Once Burned by Jeaniene Frost

Once Burned (Night Prince, #1)

Once Burned by Jeaniene Frost

My rating: 4 of 5 stars


A vampire romance for extra violent

I must say I was a little surprised no actually enjoy this book, partially because I was expecting another cheesy oversexualised super-hot-vampire-and-damsel-in-distress ‘female fantasy’ kind of story, and partially because I kind of hated “Halfway to the Grave“. (Though I didn’t even realise this was by the same author and belonged to the same universe until I was already reading.)
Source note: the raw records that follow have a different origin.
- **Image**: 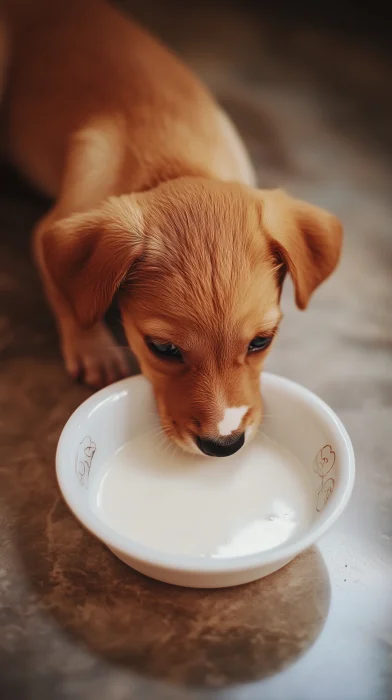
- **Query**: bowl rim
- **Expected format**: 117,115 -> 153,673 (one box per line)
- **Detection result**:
56,372 -> 355,576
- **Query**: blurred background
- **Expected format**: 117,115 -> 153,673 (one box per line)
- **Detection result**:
0,0 -> 392,700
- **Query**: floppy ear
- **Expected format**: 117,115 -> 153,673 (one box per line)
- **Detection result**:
42,195 -> 143,328
262,190 -> 343,309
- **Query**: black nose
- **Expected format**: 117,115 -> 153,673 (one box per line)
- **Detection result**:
196,433 -> 245,457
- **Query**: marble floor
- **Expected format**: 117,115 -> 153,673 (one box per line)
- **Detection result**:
0,1 -> 392,700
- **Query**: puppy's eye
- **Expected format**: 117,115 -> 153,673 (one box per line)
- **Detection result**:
248,335 -> 272,352
147,339 -> 182,361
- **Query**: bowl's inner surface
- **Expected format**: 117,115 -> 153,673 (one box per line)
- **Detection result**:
90,431 -> 314,557
66,375 -> 345,559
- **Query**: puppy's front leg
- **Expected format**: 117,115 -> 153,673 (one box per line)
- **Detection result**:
33,128 -> 129,388
34,208 -> 129,388
34,208 -> 129,388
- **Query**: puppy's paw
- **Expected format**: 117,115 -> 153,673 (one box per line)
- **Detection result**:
62,323 -> 130,389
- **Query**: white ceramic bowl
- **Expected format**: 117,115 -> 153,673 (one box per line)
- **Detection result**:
56,373 -> 355,588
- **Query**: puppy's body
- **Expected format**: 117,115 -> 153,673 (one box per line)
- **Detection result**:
0,0 -> 341,455
2,0 -> 253,198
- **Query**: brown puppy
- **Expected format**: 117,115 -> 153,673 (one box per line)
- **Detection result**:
0,0 -> 341,455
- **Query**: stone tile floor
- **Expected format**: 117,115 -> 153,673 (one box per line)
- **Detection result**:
0,2 -> 392,700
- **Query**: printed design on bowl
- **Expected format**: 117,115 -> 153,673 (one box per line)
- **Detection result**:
75,435 -> 97,489
313,445 -> 336,513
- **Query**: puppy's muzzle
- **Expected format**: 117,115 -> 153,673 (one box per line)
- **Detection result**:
196,433 -> 245,457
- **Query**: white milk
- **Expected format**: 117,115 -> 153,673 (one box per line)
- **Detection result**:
92,434 -> 314,557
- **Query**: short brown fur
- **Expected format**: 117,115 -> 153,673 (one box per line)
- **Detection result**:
0,0 -> 342,451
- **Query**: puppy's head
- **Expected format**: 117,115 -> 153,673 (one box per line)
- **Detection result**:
44,178 -> 341,456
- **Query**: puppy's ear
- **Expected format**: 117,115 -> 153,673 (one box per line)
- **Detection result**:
43,195 -> 144,328
261,190 -> 343,309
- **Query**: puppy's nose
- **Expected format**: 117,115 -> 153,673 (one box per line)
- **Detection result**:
196,433 -> 245,457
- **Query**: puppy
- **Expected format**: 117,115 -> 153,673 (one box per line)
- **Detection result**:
0,0 -> 342,456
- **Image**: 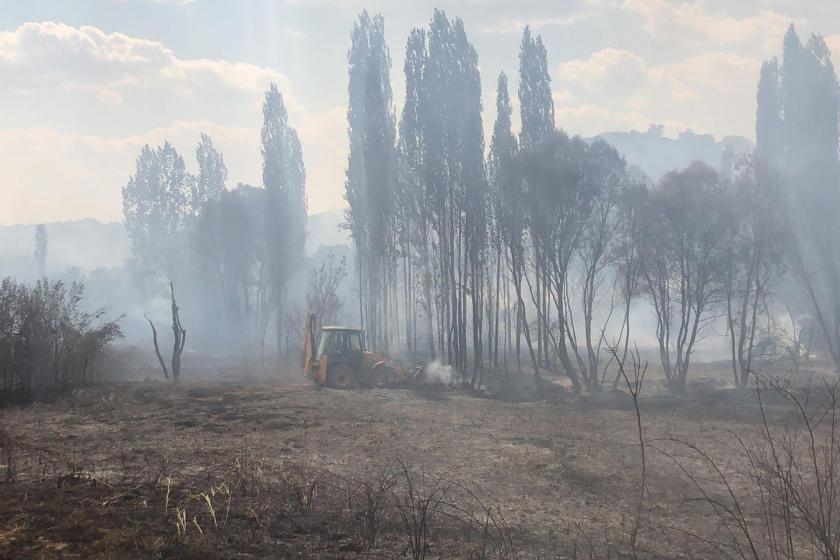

This book has an interesting heroine, who is neither the ‘innocent saint’ nor the ‘sassy bitch in miniskirt’ type of the usual vampire novel heroine, and this is one of the things I like about this book the most. She doesn’t lie to herself much, she deals with the shit that falls on her, she does what she needs to. Also, I have a tendency to prefer characters who maybe a little too fearless in a way that they stand up for the things they believe in, even in the circumstances where normal human instinct would tell them not to dig their own grave. She also has morals.
I haven’t read any “Night Huntress” books after DNFing the first one, so this feels like an impressive improvement from a clueless-serial-killer(psycho)-playing-at-dress-up type of main character I saw there.
I did, however, see the similar love for unnecessary over-the-top violence and torture. Not a fan. Especially because of the fact that its senselessness (unnecessary-ness) is so very glaring. I mean, could you actually explain to me what is the point of all the torture when you 1)can read minds and 2) actually have a person who can touch someone and tell you what they’ve done and where they’ve been better than anyone can torture out? I don’t know if the author is just so in love with all the gore, but it’s nothing but gore for the sake of gore, and we have a main hero and ‘love interest’ who continues to torture other vampires with no reasonable justification.
Now, speaking of Vlad, I didn’t actually mind that this is another book about the Vlad. Though I do suppose it is a bit of a tired idea.
What I did mind is the fact that it feels like the only aspect in which the fact that Vlad is a centuries old vampire is in any way reflected is his tendency for violent resolutions of everything. I can’t really explain what exactly I’m expecting to see, but I think that the fact that these ‘people’ have been around for a very long time and have ‘seen it all’ should have been made a little more believable. This Vlad only reads like some sort of modern businessmen, just an abnormally bloodthirsty one.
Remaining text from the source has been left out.